Bengaluru: From sub-Saharan Africa to sub-standard city college!
Bengaluru: Around 20 African students, including girls, had to sleep in a church for over three weeks after they were sent out of their houses by landlords as their college failed to pay the rent.
The students, most of them from Mali and Congo, are pursuing their graduation in BBA, BCA and B.Com at Loyola Business School, also named Bangalore International College (BIC) on their website, in Doddanekundi, Marathahalli in East Bengaluru.
The students allege that they paid a deposit of $550 each for their hostel fees along with Rs 2 lakh towards tuition fees for the year. But they found to their horror that the classes for two semesters were conducted in different rooms of a 4-BHK house in Karthik Nagar.
The world class hostel facilities as claimed by the college administration were nothing but two single-bedroomed houses with 10 students packed in each bedroom.
“The college put 25 of us in three single bedroom houses in Karthik Nagar, 10 boys each in two single-bedroom houses and five girls in another house near our college. As the management had neither paid the rent nor the deposit to these house owners, we were thrown out and we had to beg with the pastor at the nearby El-Bethel AG Church to allow us to stay for over three weeks,” said Attiah, one of the students.
The students have approached Bangalore University authorities twice for addressing their concerns and also the jurisdictional police for lodging a criminal complaint against the college for cheating them, but to no avail.
Forty of these students are petitioning the State Human Rights Commission on Monday, alleging that the college management has cheated them of Rs 70-80 lakh, which was collected from them as tuition and hostel fees. They want their money and seized documents back to allow them to join other colleges.
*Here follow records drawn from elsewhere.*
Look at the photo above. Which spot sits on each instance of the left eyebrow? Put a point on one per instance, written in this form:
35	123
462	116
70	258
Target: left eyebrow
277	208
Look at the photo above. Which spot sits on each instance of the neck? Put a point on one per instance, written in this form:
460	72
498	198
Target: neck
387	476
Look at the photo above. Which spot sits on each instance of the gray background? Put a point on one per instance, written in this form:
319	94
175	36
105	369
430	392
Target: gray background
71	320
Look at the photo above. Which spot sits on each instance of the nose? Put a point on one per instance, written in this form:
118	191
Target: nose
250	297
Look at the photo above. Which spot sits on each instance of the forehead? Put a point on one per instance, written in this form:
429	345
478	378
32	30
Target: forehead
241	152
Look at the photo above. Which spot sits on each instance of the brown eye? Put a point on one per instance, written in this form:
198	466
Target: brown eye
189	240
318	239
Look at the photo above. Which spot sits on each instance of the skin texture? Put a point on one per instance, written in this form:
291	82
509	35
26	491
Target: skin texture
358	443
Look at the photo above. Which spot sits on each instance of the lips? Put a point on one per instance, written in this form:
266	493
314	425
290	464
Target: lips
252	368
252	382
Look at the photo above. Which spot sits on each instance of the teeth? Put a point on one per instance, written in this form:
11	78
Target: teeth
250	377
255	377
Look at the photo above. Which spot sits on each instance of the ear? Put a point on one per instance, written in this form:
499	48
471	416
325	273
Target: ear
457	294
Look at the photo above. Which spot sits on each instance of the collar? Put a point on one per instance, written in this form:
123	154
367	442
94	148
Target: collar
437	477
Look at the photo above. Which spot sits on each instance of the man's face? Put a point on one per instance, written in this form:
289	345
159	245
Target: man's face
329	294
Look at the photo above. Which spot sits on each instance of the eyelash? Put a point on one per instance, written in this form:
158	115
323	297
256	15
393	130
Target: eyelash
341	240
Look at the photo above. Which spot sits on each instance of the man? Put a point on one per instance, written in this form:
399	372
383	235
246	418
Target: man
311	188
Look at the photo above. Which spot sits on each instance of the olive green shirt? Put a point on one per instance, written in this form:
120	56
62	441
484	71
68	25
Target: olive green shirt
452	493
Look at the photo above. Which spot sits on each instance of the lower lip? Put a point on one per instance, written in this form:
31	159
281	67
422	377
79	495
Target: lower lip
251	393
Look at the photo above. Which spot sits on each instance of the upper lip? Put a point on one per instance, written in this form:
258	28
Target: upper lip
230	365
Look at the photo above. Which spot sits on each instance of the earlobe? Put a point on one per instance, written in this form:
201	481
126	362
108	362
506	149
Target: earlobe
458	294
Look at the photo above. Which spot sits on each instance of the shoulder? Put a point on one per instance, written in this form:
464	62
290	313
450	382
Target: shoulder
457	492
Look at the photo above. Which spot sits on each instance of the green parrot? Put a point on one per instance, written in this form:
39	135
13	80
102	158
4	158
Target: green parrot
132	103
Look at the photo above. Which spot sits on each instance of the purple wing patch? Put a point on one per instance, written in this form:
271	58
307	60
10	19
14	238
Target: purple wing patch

College management seizes students’ passports, papers
When the students demanded refund of their hostel deposits, the management allegedly confiscated their passports, education certificates and other documents, preventing them from leaving the college. “The college chairman threatened us that he had connections in FRRO, and he could get us deported,” claimed a student.
“We request the State Human Rights Commission to direct Bangalore University to take action against the college and also direct the police to register a criminal complaint against the management,” said Mr Bosco Kaweesi, legal adviser to the All-African Student Association in Bengaluru.
“Our parents invest lakhs of rupees after taking loans for us to get educated in India. We are promised ‘world class’ education and hostel facilities, but this what we get. I am not complaining against all colleges, but a majority of those that suit our pockets take us for a ride,” said Abraham Kwarteng, a student.
The students have written letters to their respective embassies and have brought it to the notice of FRRO. Loyola Business School /BIC has around 80 foreign students, most of them from African countries like Ghana, Congo, Nigeria, Mali, Togo, Ivory Coast and Tanzania. The college has an equal number of Indian students as well.
No varsity recognition for college
Loyola Business School was at RMV Extension Second Stage in Sanjay Nagar before it shut in 2014. “A marketer / agent named Mohammad Assad Malik, who was working with Bangalore Management Academy (BMA) in Doddanekundi, purchased the name – ‘Loyola Business School’ after the BMA closed down this year, rented a 4-BHK house in Karthik Nagar in Doddanekundi and claimed to the students that he was continuing the services of Loyola Business School. He called himself the chairman of the college. A new name for the college also was coined – Bangalore International College, as mentioned in the college website,” said Emmanuel Attiah.
College illegal: Students
Students allege that the college is running illegally playing with the future of hundreds of foreign students. “Though Loyola Business School in Sanjay Nagar that shut is affiliated to Bangalore University, the college started in Karthik Nagar in Doddanekundi is not. We spoke to the University vice-chancellor twice and he confirmed that the college is not affiliated. He had even warned college chairman Mohammad Assad Malik to refund our fees. But when Malik gave cheques to a few students, the cheques bounced as the account lacked funds,” said Abraham Kwarteng.